Promise and pitfalls
At the same time, a handful of independent, born-digital JOE vendors emerged. They served forward-looking enterprises seeking to provide a more coherent, omnichannel experience for customers.
Interestingly, the customer data platform (CDP) market — which emerged simultaneously — grew to become a multi-billion dollar arena with dozens of plausible alternatives.
Yet, the JOE market never really took off. Why not?
First of all, omnichannel journey orchestration is more complicated than it looks. An enterprise specialist might imagine themself sitting at a complex control panel, adjusting dials and knobs to optimize outcomes.
But it turns out that modern customer engagement can be as complicated as nuclear controls, and require comparable levels of education, training and risk reduction.
For JOE technology to work, you need to have at least three things in place, and none of them are easy:
- Comprehensive, unified and accessible customer data. Almost no firm has this, though everyone is working on it. Sometimes JOE vendors would build in mini-CDPs just to accelerate this process, with predictably poor results.
- Performant, reliable, customizable, bi-directional connectors to your most important customer engagement touchpoints so you can adequately listen and respond. The term “reliable connector” should give you pause.
- Interdepartmental strategy and governance to figure out and then execute your tactics across numerous channels: media buys, web, apps, messaging-oriented campaigns, e-commerce, and customer service. Often, we see marketing take the lead here, but this is an enterprise-wide endeavor, and those are hard.
A changing market
After initial excitement, the JOE market plateaued.

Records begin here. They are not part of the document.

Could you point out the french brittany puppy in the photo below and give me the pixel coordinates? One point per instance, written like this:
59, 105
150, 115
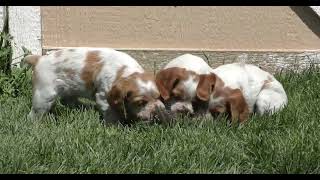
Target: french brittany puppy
188, 84
121, 88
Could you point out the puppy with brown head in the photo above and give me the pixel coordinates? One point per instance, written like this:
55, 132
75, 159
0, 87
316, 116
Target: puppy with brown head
185, 84
135, 97
113, 78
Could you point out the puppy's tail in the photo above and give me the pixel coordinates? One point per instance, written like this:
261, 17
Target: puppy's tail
30, 60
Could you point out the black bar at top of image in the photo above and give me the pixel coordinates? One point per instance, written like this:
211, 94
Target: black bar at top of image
161, 2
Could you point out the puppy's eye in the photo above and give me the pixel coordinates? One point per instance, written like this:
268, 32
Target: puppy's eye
142, 102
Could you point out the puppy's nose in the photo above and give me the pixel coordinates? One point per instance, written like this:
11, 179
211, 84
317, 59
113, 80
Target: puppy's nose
185, 110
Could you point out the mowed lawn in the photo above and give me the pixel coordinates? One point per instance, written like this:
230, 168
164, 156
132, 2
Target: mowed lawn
74, 140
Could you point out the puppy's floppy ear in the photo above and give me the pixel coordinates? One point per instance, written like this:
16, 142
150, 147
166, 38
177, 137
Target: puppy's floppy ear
167, 79
205, 86
30, 61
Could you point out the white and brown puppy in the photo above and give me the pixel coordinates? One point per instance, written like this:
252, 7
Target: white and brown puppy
188, 83
182, 82
119, 85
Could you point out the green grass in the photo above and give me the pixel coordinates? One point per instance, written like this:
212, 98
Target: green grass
74, 141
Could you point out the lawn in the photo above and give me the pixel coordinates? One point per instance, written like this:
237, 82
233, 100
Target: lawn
74, 140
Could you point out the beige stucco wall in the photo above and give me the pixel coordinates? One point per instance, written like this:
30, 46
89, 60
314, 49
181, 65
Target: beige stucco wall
212, 28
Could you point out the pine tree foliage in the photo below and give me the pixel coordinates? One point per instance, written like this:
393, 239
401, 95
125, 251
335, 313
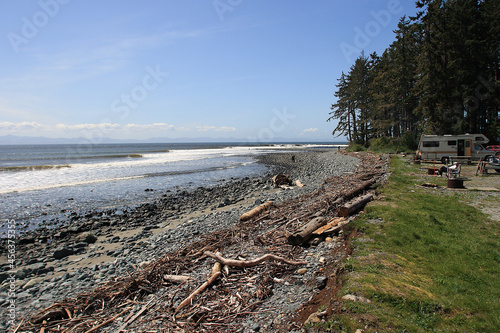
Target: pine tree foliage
439, 76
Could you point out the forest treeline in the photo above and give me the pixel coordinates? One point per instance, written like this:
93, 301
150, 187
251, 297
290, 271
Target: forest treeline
439, 76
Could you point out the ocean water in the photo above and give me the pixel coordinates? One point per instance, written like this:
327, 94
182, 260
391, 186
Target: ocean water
40, 184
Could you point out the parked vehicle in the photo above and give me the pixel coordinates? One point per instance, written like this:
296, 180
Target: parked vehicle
444, 148
495, 148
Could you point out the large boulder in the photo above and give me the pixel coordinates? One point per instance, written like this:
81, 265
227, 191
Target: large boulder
62, 252
86, 237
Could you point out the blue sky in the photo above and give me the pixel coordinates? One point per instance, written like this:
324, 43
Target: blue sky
247, 69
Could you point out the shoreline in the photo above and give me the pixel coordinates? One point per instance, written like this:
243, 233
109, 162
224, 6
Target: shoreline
95, 249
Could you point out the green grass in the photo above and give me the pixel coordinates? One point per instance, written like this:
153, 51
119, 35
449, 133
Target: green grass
433, 264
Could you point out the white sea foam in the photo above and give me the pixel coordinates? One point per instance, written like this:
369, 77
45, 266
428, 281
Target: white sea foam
174, 161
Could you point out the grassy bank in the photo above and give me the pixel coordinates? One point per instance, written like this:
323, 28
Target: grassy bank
425, 260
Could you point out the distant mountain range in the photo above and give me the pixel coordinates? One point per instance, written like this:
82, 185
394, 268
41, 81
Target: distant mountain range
29, 140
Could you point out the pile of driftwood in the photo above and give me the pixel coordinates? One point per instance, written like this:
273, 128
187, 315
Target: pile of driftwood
213, 284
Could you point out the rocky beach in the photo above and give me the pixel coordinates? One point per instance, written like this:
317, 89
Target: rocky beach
99, 248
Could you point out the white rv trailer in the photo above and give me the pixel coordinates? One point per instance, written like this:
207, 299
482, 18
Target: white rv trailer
444, 148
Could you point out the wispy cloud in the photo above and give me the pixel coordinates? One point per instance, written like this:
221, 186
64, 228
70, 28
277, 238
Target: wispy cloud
310, 130
21, 126
34, 128
209, 128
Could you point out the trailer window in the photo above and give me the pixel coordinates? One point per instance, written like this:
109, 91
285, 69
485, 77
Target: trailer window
429, 144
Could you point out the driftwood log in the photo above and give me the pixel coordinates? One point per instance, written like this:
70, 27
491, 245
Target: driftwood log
328, 226
303, 234
177, 278
216, 272
256, 211
251, 263
359, 189
355, 205
280, 179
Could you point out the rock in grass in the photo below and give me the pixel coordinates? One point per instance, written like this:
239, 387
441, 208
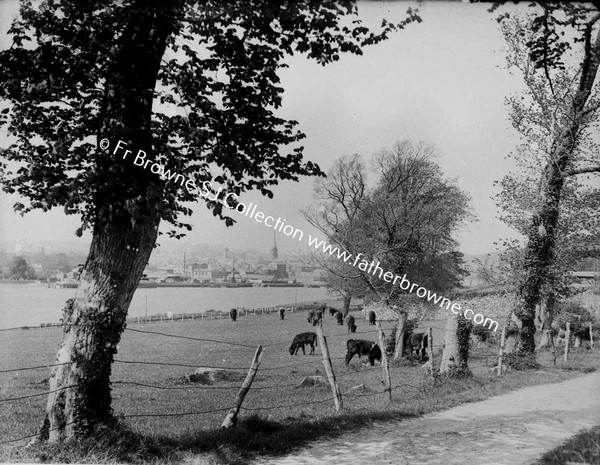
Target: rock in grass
360, 388
313, 381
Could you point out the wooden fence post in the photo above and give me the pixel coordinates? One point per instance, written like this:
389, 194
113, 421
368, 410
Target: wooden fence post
567, 340
231, 418
501, 350
384, 364
337, 395
430, 346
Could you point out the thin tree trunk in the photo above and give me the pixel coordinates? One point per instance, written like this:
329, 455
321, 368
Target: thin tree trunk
450, 351
93, 322
123, 238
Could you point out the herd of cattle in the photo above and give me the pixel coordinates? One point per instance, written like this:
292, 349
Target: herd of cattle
415, 342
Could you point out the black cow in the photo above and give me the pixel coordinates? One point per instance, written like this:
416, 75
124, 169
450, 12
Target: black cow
361, 347
372, 317
351, 324
417, 342
300, 340
315, 317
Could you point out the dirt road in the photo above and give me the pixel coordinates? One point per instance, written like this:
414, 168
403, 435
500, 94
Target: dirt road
514, 428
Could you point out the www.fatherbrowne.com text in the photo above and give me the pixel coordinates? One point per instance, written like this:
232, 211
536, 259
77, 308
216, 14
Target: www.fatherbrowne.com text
280, 225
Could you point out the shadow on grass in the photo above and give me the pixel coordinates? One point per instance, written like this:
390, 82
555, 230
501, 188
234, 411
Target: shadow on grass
252, 437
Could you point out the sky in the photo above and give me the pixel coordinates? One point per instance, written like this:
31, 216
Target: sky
442, 81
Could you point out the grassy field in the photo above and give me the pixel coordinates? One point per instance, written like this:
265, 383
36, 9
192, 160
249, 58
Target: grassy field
168, 418
582, 448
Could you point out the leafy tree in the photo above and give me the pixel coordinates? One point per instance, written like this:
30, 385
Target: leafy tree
194, 86
557, 117
20, 269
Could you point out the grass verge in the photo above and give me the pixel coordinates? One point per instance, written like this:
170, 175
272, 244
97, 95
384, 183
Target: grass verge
581, 448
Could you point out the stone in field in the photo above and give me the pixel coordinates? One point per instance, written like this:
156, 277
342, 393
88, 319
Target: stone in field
313, 381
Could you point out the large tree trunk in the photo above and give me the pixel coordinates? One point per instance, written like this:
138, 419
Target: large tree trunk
400, 332
125, 232
450, 351
93, 322
539, 253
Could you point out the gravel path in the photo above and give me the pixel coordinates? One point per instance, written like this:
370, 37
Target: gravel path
514, 428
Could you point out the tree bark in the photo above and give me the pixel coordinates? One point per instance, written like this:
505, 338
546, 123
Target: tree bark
450, 351
123, 239
539, 253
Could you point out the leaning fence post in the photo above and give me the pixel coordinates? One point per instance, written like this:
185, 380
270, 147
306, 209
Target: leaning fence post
430, 346
384, 364
231, 418
337, 395
567, 340
501, 350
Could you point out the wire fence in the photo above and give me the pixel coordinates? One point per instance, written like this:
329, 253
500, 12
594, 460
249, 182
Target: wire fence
483, 355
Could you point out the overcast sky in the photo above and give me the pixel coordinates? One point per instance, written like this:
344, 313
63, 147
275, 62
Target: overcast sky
442, 81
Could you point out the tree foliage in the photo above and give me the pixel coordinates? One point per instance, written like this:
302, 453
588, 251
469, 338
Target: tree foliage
214, 106
192, 84
556, 49
20, 269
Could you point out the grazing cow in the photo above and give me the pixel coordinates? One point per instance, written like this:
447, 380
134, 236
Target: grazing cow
300, 340
315, 317
361, 347
372, 317
418, 342
351, 324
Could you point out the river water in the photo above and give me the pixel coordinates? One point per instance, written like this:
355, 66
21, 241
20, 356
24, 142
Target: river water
33, 304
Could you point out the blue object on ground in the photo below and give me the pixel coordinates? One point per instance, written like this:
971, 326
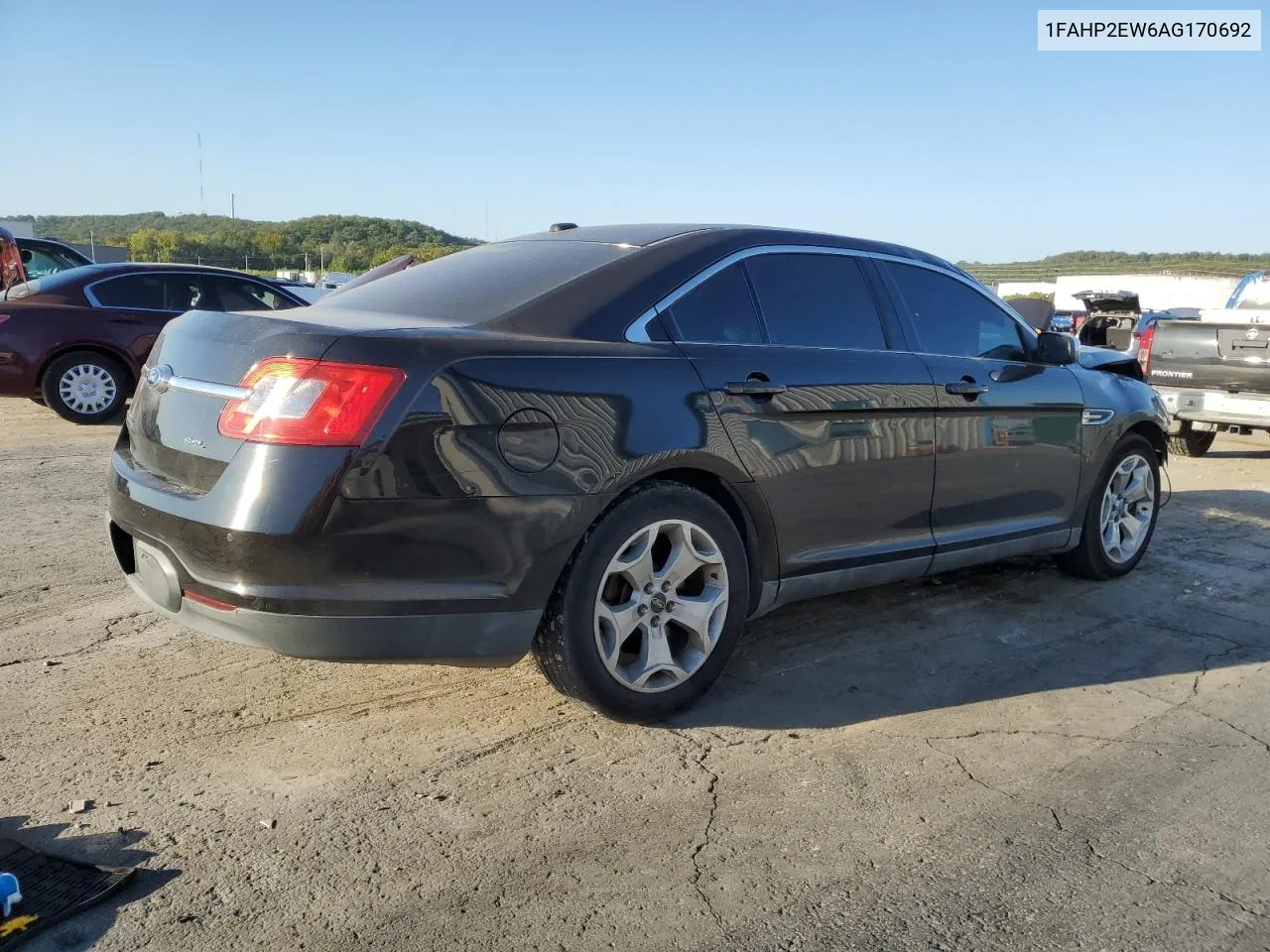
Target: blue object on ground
9, 892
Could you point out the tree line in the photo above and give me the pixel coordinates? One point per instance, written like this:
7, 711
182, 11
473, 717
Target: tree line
343, 243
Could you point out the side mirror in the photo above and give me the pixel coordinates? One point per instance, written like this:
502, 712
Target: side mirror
1058, 349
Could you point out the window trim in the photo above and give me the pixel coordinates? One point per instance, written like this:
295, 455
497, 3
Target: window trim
636, 331
1026, 333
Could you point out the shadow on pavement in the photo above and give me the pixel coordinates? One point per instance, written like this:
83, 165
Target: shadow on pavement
1008, 630
113, 849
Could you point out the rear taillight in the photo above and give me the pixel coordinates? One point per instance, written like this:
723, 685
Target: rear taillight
1144, 341
310, 403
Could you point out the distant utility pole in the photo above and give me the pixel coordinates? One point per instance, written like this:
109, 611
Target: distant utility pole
200, 209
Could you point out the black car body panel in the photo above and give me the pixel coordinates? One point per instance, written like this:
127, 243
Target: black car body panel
529, 409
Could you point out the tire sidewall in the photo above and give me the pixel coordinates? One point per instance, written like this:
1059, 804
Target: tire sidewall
53, 377
583, 585
1133, 445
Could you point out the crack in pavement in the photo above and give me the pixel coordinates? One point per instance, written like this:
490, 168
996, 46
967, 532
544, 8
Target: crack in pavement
1118, 739
703, 751
1093, 851
1153, 880
96, 643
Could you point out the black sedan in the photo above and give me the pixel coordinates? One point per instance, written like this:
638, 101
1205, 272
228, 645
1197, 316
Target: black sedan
610, 445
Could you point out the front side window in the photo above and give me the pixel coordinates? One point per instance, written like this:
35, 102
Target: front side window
953, 318
149, 293
816, 299
239, 295
717, 311
40, 262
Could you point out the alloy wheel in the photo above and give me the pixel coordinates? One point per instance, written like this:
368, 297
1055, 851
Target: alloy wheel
662, 606
86, 389
1128, 508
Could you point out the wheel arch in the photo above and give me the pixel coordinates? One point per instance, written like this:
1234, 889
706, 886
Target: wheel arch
1155, 435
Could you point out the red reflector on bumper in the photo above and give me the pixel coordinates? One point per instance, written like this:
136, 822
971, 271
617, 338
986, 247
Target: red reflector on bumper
209, 602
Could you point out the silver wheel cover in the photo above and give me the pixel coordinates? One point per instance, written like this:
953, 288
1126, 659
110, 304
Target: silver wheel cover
1128, 509
662, 606
86, 389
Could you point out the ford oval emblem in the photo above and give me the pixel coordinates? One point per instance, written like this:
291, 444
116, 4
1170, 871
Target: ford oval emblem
159, 377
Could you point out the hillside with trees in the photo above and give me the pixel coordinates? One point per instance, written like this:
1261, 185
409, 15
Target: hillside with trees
352, 243
344, 243
1202, 263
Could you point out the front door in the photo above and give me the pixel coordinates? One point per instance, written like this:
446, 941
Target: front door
1008, 429
835, 429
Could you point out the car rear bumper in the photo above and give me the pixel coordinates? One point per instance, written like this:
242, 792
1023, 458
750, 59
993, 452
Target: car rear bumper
1216, 407
449, 581
471, 638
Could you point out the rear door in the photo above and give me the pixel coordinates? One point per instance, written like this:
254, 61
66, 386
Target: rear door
132, 308
1008, 429
835, 428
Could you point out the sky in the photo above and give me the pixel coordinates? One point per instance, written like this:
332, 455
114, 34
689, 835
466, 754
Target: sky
937, 125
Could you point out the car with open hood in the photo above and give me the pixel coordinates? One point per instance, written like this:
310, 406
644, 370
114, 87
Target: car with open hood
1112, 316
611, 445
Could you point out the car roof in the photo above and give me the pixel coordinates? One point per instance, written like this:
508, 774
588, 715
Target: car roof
108, 268
645, 235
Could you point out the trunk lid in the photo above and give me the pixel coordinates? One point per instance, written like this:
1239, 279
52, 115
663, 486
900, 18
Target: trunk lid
173, 433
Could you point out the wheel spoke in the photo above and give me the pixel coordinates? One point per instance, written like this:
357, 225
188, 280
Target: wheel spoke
635, 561
695, 613
654, 656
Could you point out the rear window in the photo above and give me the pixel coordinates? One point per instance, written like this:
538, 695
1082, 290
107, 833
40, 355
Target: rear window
479, 285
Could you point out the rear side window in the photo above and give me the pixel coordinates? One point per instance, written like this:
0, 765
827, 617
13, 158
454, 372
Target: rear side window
238, 295
480, 284
816, 299
953, 318
149, 293
719, 311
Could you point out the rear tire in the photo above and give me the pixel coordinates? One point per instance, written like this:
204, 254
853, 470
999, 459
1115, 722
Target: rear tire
85, 388
635, 648
1124, 495
1192, 442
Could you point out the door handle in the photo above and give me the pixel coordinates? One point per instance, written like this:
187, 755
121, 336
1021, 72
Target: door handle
753, 388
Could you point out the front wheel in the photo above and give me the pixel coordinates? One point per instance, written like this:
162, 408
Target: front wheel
651, 608
85, 388
1121, 515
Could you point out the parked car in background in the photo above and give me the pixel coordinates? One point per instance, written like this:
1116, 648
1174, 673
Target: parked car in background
44, 257
76, 339
300, 289
610, 445
1062, 322
1210, 376
1111, 317
1248, 302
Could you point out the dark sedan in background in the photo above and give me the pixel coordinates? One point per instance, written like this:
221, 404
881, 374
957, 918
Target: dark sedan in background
76, 339
610, 445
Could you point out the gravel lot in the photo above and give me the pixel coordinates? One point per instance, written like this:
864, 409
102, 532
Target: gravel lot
1006, 758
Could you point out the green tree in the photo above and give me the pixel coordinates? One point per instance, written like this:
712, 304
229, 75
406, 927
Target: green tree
144, 245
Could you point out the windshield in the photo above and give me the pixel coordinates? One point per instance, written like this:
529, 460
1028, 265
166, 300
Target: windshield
479, 285
1254, 295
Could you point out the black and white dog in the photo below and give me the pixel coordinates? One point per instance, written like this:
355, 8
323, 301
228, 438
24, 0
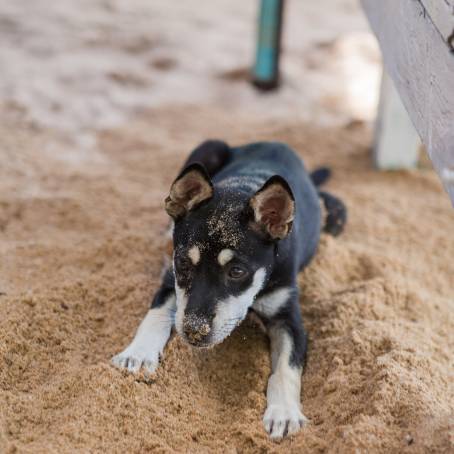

Salesforce dropped its reseller agreement with the largest indie JOE vendor, Thunderhead. Acquia quietly dismissed its JOE partner, Kitewheel.
Other suite vendors like Adobe and Acoustic only have limited investments in omnichannel orchestration as they focus more on outbound messaging platforms.
Most pointedly, all the major JOE independents have gotten sold off, primarily to “CX” (read: customer listening/service) vendors like Medallia and Qualtrics.
Here again, the contrast with CDPs feels apt. CDPs have become almost a “cost of doing business.” In most cases, the large enterprise needs to deploy one.
Yet JOE technology has remained more aspirational, requiring a tougher return on investment justification. Recent M&A activity seems to indicate the most profitable thing JOE technology does circa 2022 is to reduce both customer churn and costly call center volumes.
The future of journey orchestration technology
This story doesn’t have a sad ending. The need for journey orchestration is not going away.
While marketers may remain enamored with outbound, message-oriented campaigns, consumers are less optimistic about the resulting deluge of emails, texts, and in-app messages.
The listen-and-respond motif of journey orchestration platforms will become even more critical as firms transition to subscription-like models that emphasize maximizing lifetime customer value.
Meanwhile, a growing set of CDP vendors is adding lightweight orchestration services to their platforms.
At first, we at Real Story Group were skeptical at this CDP+journey coupling — proper separation of concerns and all that. Yet, we’ve learned that decisioning seems to want to reside close to data.
Some of our clients find this bundled approach a useful introduction to a complex opportunity.
They are already moving more heavy-duty artificial intelligence and machine learning operations lower in their data stack (where they can be more closely governed). Putting a light, data-centric orchestration layer on top could present a simple way to leverage some of those models.
In any case, decisioning and journey orchestration are not going away. Instead, they’ll take more time to mature on both the vendor and enterprise sides.
Larger questions revolve around where these services will reside in your future stack. And for that, you have many choices.